Emotion is a perfect pop album from one of the genre’s most skilled underdogs. Following 2012’s Kiss, many were ready to write off Jepsen as a one-hit wonder (CBC Music still regrets that statement, though this writer would have never let that happen), or as a technically proficient artist who lacked the personality to become a true star (more on that later). In sports terms, it felt like Jepsen was working under a 3-1 deficit, an impossible feat for teams to come back from. But on Emotion, Jepsen summons Dream Team-level powers of pop song-making with the help of Rostam, Ariel Rechtshaid, Greg Kurstin, Devonté Hynes and more. (Look, that level of hyperbole is supported by Jepsen fans who are prone to calling her the queen of many things.) 
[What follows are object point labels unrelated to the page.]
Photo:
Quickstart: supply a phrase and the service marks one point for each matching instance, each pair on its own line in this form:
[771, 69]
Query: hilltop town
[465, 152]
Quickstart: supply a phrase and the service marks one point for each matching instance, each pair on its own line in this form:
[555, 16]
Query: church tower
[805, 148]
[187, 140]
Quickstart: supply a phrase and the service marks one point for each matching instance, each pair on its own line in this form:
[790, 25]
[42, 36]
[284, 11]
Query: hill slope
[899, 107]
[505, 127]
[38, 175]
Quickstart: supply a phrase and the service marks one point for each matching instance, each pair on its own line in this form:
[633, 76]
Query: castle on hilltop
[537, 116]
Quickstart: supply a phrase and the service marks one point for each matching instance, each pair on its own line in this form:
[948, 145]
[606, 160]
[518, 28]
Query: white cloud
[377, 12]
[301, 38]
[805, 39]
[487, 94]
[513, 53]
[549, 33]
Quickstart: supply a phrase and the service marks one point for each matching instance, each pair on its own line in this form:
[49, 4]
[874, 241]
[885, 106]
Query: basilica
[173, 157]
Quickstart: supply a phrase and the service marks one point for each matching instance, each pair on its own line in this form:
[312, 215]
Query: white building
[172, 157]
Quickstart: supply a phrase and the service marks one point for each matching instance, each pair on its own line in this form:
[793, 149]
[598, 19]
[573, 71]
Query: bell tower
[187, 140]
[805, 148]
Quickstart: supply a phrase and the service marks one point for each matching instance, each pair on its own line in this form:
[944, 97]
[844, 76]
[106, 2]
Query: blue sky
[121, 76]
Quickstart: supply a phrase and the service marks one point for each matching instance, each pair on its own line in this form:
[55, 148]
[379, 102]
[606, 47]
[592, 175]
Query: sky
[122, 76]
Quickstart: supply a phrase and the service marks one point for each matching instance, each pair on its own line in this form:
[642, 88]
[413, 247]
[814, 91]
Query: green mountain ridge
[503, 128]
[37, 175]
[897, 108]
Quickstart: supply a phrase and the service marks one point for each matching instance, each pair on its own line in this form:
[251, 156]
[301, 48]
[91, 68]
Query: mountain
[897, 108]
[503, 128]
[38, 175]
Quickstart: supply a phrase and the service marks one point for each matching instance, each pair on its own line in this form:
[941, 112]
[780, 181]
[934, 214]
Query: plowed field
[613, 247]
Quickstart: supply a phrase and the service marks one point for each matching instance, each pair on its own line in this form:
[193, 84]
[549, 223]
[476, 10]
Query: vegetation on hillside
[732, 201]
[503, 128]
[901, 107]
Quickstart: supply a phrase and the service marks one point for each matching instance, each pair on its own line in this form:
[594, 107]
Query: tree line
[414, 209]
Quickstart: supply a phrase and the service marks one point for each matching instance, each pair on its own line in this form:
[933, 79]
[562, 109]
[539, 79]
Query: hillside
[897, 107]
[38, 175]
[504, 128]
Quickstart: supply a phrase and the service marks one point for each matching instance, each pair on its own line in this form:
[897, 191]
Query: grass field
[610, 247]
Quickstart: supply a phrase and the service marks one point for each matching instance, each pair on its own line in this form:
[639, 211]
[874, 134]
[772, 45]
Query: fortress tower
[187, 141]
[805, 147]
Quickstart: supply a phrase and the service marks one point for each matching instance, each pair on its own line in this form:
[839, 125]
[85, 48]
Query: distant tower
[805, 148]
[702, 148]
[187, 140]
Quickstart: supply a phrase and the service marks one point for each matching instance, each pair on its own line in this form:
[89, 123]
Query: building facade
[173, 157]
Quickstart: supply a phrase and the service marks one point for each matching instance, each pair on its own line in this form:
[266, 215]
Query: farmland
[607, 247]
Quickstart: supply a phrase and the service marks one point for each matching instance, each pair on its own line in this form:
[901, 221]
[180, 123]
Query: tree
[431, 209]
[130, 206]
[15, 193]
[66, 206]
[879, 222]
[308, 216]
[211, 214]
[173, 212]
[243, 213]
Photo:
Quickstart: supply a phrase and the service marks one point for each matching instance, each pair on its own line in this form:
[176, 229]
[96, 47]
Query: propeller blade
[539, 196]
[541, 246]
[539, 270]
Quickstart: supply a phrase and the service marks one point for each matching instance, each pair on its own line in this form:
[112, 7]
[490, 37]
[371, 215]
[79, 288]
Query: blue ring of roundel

From its opening moments of pure, saxophone-assisted euphoria (“Run Away With Me,” a track that I could dedicate this entire writeup to) to its emphatic and empowering finale (“When I Needed You”), Emotion is a no-skip masterpiece. To criticize Jepsen for lacking personality misses the point: songs about love are universal, and in Jepsen’s world, communal. Instead of digging for context or Easter eggs (something that suits other pop stars better), Jepsen generously leaves space for listeners to hop on the emotional roller coaster to find connection in the pursuit of love, whether that leads to failure or success. Love is messy, confusing and equal parts beautiful and heart-wrenching — and with Emotion, Jepsen assures us that ultimately, it’s all worth it.